Despite some initial apprehension on her part, the transition was smooth and the organization, welcoming. “I was pleasantly surprised that so much of my corporate experience – my project management and communication skills – was actually transferable” to the nonprofit space, Tracie said. “They were very receptive to bringing in a fresh perspective.”
“When you bring together people who are passionate from a variety of areas and ages, there’s a lot of magic that can happen,” Tracie says. “That’s one of my favorite parts about making the transition to working in a nonprofit. There’s nothing more satisfying than having your work be something you’re passionate about and that improves the community.”

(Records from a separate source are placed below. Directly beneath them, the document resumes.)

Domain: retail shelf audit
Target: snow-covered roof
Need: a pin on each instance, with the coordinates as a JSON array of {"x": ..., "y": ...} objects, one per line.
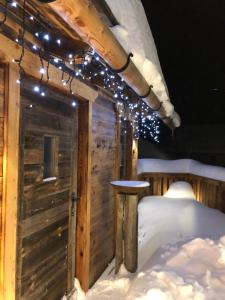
[
  {"x": 188, "y": 166},
  {"x": 134, "y": 34}
]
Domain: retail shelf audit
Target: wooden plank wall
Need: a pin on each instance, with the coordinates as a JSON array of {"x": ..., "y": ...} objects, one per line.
[
  {"x": 44, "y": 216},
  {"x": 2, "y": 83},
  {"x": 105, "y": 164},
  {"x": 207, "y": 191}
]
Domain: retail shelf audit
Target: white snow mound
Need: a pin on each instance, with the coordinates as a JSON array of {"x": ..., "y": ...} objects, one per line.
[{"x": 135, "y": 36}]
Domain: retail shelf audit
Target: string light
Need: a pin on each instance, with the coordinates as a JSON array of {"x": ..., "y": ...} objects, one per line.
[
  {"x": 14, "y": 4},
  {"x": 144, "y": 122}
]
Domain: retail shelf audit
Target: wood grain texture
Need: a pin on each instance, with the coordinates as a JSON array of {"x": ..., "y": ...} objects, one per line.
[
  {"x": 9, "y": 50},
  {"x": 104, "y": 168},
  {"x": 208, "y": 191},
  {"x": 119, "y": 231},
  {"x": 2, "y": 92},
  {"x": 131, "y": 233},
  {"x": 84, "y": 192},
  {"x": 45, "y": 241},
  {"x": 11, "y": 182},
  {"x": 83, "y": 18}
]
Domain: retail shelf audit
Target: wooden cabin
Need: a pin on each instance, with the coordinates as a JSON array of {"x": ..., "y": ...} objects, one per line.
[{"x": 62, "y": 142}]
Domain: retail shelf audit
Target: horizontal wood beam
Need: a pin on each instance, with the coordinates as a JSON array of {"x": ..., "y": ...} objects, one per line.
[
  {"x": 82, "y": 17},
  {"x": 10, "y": 50}
]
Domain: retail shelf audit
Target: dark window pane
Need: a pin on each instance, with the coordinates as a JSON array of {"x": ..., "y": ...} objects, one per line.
[{"x": 49, "y": 161}]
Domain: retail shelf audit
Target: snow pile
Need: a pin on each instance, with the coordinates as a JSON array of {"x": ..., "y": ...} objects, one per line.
[
  {"x": 181, "y": 246},
  {"x": 181, "y": 166},
  {"x": 163, "y": 220},
  {"x": 193, "y": 270},
  {"x": 135, "y": 36},
  {"x": 179, "y": 190}
]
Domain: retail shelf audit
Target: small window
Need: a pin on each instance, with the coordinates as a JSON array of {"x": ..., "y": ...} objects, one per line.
[{"x": 50, "y": 158}]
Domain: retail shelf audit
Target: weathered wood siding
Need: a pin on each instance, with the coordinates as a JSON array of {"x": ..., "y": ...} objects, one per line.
[
  {"x": 105, "y": 165},
  {"x": 207, "y": 191},
  {"x": 2, "y": 82},
  {"x": 44, "y": 260}
]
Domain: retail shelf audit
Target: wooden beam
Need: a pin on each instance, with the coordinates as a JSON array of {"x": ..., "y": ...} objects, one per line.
[
  {"x": 10, "y": 183},
  {"x": 83, "y": 17},
  {"x": 10, "y": 50},
  {"x": 131, "y": 153},
  {"x": 84, "y": 194}
]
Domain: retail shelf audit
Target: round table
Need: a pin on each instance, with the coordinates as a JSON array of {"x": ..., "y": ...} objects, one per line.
[{"x": 126, "y": 233}]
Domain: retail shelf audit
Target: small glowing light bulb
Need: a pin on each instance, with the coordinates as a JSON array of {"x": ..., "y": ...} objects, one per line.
[
  {"x": 46, "y": 37},
  {"x": 14, "y": 4},
  {"x": 42, "y": 70},
  {"x": 36, "y": 88}
]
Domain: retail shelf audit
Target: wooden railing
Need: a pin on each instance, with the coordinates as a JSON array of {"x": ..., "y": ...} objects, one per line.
[{"x": 208, "y": 191}]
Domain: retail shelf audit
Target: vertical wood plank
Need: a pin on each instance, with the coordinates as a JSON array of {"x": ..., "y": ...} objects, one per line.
[
  {"x": 10, "y": 182},
  {"x": 84, "y": 189},
  {"x": 119, "y": 231},
  {"x": 131, "y": 233},
  {"x": 72, "y": 209},
  {"x": 131, "y": 154}
]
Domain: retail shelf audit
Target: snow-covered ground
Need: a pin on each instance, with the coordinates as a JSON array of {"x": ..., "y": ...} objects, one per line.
[{"x": 181, "y": 253}]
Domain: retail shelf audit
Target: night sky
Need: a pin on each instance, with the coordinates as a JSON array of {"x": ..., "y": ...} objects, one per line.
[{"x": 190, "y": 40}]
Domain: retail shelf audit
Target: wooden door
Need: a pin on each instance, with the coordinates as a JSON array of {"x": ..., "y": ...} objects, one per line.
[{"x": 46, "y": 232}]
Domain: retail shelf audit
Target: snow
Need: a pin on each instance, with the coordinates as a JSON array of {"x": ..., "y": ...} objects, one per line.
[
  {"x": 130, "y": 183},
  {"x": 180, "y": 190},
  {"x": 181, "y": 166},
  {"x": 181, "y": 254},
  {"x": 135, "y": 36}
]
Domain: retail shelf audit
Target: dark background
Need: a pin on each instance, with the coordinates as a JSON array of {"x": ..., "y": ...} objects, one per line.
[{"x": 190, "y": 40}]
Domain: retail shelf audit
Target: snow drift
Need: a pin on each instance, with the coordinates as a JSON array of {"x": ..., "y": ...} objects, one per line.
[
  {"x": 181, "y": 166},
  {"x": 181, "y": 254},
  {"x": 135, "y": 36}
]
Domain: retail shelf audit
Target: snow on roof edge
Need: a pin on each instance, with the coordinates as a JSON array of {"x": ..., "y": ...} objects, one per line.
[
  {"x": 134, "y": 34},
  {"x": 181, "y": 166}
]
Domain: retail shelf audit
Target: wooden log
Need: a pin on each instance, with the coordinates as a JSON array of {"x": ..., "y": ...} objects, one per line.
[
  {"x": 83, "y": 17},
  {"x": 119, "y": 231},
  {"x": 84, "y": 193},
  {"x": 131, "y": 233}
]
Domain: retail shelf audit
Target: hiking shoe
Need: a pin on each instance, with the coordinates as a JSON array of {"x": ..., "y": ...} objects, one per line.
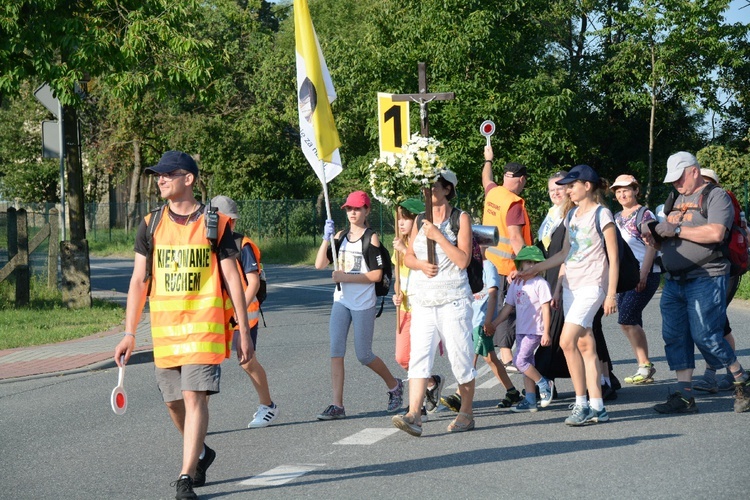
[
  {"x": 578, "y": 417},
  {"x": 726, "y": 383},
  {"x": 511, "y": 397},
  {"x": 524, "y": 406},
  {"x": 184, "y": 488},
  {"x": 596, "y": 416},
  {"x": 545, "y": 397},
  {"x": 333, "y": 412},
  {"x": 639, "y": 378},
  {"x": 407, "y": 424},
  {"x": 452, "y": 402},
  {"x": 264, "y": 416},
  {"x": 677, "y": 404},
  {"x": 741, "y": 397},
  {"x": 396, "y": 397},
  {"x": 432, "y": 396},
  {"x": 705, "y": 384},
  {"x": 203, "y": 465}
]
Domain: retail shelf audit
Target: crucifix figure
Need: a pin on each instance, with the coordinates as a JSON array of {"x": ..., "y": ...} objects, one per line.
[{"x": 423, "y": 98}]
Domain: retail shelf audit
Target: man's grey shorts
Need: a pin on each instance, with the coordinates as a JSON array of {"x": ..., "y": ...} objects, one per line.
[{"x": 198, "y": 378}]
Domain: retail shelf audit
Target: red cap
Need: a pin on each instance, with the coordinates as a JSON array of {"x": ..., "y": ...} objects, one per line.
[{"x": 357, "y": 199}]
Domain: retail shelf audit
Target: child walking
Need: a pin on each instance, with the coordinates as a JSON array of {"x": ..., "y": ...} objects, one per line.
[
  {"x": 354, "y": 301},
  {"x": 486, "y": 308},
  {"x": 531, "y": 301},
  {"x": 407, "y": 213},
  {"x": 590, "y": 280}
]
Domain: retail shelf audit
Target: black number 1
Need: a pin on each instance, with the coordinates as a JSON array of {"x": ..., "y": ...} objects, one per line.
[{"x": 395, "y": 113}]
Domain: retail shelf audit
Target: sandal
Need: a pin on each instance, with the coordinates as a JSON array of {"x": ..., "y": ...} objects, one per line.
[
  {"x": 457, "y": 426},
  {"x": 407, "y": 424}
]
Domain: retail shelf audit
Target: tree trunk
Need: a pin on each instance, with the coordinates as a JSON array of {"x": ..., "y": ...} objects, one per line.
[
  {"x": 74, "y": 174},
  {"x": 651, "y": 128},
  {"x": 135, "y": 193}
]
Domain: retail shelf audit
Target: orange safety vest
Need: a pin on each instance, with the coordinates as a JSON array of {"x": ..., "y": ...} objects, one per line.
[
  {"x": 253, "y": 307},
  {"x": 496, "y": 205},
  {"x": 190, "y": 309}
]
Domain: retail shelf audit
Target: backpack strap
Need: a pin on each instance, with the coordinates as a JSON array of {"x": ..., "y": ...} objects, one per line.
[
  {"x": 238, "y": 237},
  {"x": 153, "y": 222},
  {"x": 639, "y": 216},
  {"x": 455, "y": 221},
  {"x": 366, "y": 240}
]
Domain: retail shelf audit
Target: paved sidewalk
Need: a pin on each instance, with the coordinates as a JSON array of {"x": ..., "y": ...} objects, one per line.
[{"x": 93, "y": 352}]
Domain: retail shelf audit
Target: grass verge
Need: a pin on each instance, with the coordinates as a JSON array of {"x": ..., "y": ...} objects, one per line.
[{"x": 46, "y": 320}]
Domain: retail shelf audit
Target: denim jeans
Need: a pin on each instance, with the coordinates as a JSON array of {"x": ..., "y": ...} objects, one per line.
[{"x": 693, "y": 314}]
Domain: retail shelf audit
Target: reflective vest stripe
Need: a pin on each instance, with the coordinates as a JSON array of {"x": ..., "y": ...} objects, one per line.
[
  {"x": 186, "y": 305},
  {"x": 193, "y": 328},
  {"x": 192, "y": 353},
  {"x": 188, "y": 318},
  {"x": 496, "y": 205},
  {"x": 499, "y": 253}
]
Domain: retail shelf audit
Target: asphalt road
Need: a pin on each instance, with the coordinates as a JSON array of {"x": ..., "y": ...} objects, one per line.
[{"x": 60, "y": 439}]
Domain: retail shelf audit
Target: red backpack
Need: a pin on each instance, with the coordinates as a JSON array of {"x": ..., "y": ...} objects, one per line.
[{"x": 735, "y": 244}]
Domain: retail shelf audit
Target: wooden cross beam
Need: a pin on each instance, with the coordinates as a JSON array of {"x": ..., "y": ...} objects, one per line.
[{"x": 423, "y": 98}]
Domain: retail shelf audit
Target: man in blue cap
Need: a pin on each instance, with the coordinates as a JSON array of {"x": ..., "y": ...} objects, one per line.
[{"x": 189, "y": 315}]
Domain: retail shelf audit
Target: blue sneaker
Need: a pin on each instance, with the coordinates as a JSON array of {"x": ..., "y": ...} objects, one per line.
[
  {"x": 524, "y": 406},
  {"x": 597, "y": 416},
  {"x": 545, "y": 397},
  {"x": 579, "y": 416}
]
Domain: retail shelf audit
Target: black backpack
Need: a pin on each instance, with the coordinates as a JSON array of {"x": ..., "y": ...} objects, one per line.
[
  {"x": 475, "y": 270},
  {"x": 263, "y": 286},
  {"x": 629, "y": 273},
  {"x": 383, "y": 286}
]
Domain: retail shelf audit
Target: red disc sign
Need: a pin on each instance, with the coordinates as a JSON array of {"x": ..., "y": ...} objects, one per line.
[{"x": 487, "y": 128}]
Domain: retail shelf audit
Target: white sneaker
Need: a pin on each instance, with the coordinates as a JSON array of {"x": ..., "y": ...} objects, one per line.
[{"x": 264, "y": 416}]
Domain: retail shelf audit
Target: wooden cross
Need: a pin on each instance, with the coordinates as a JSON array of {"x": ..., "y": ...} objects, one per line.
[{"x": 423, "y": 98}]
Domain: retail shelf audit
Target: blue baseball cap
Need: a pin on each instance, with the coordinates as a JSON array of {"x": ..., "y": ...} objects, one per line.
[
  {"x": 580, "y": 173},
  {"x": 174, "y": 160}
]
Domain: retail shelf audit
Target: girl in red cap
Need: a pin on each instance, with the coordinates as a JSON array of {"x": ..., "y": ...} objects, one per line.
[{"x": 354, "y": 301}]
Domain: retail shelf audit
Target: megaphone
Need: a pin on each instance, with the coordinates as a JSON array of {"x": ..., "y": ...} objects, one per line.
[{"x": 486, "y": 235}]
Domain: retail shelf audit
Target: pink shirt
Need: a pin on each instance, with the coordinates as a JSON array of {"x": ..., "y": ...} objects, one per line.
[{"x": 528, "y": 298}]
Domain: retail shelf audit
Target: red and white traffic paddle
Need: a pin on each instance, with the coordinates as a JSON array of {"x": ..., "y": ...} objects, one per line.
[
  {"x": 487, "y": 128},
  {"x": 119, "y": 398}
]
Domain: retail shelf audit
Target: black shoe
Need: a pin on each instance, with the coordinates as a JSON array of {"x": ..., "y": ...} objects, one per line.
[
  {"x": 452, "y": 402},
  {"x": 203, "y": 465},
  {"x": 184, "y": 488},
  {"x": 511, "y": 397},
  {"x": 677, "y": 404},
  {"x": 616, "y": 385},
  {"x": 608, "y": 393},
  {"x": 432, "y": 396}
]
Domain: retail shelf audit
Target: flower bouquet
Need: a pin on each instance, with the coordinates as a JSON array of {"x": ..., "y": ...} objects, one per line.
[{"x": 396, "y": 177}]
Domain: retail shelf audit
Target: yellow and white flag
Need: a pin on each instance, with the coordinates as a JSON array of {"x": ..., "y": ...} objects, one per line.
[{"x": 315, "y": 93}]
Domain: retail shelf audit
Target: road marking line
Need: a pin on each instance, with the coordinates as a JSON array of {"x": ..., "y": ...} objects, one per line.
[
  {"x": 280, "y": 475},
  {"x": 302, "y": 287},
  {"x": 480, "y": 373},
  {"x": 368, "y": 436}
]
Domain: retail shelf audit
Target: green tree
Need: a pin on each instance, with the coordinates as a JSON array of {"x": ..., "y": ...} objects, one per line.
[{"x": 664, "y": 50}]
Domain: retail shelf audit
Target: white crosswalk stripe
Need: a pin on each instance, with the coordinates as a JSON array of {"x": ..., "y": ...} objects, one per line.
[
  {"x": 280, "y": 475},
  {"x": 368, "y": 436}
]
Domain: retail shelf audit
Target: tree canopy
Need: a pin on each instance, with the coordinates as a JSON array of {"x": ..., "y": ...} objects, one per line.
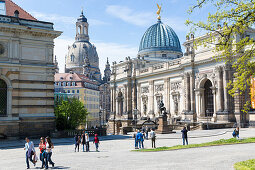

CPEP may be a world apart from the insurance business – but her work insures a brighter future for young people.
NONPROFIT BENEFITS: Passion, experience, humility, compassion
CPEP CEO Bruce Dixon can spot encore talent a mile away. His own journey from the insurance business to STEM education gives him a sharp eye for relevant skills and passion in candidates with for-profit experience. When he met Tracie Cloutier, who had 23 years of financial services experience, Bruce saw a new resource for his team.
“In considering experienced talent from another sector, first and foremost we look for people passionate about our mission, who wholeheartedly embrace the work. Second, we look to individuals over 50 who want to leverage their experiences while understanding that the nonprofit sector is drastically different than the for-profit sector. There’s a steep learning curve; humility and compassion are two words that would sum it up for us!”
Bruce’s advice for hiring managers considering 50+ talent and/or people from the corporate sector:
- Confirm that the mission is an absolute passion for the individual.
- In recruiting, paint a clear picture that demonstrates the “day in the life” of a nonprofit employee. Many people who have worked in for-profit corporations are accustomed to having more functional resources available to them. In many nonprofits, one must roll up their sleeves to do whatever needs to be done to further the organization’s mission.
- Create site visits for the individual to see first-hand the organization’s work and allow them to interact with participants/clients.
- Where possible, create an internship opportunity for the individual to assess organizational fit and interest.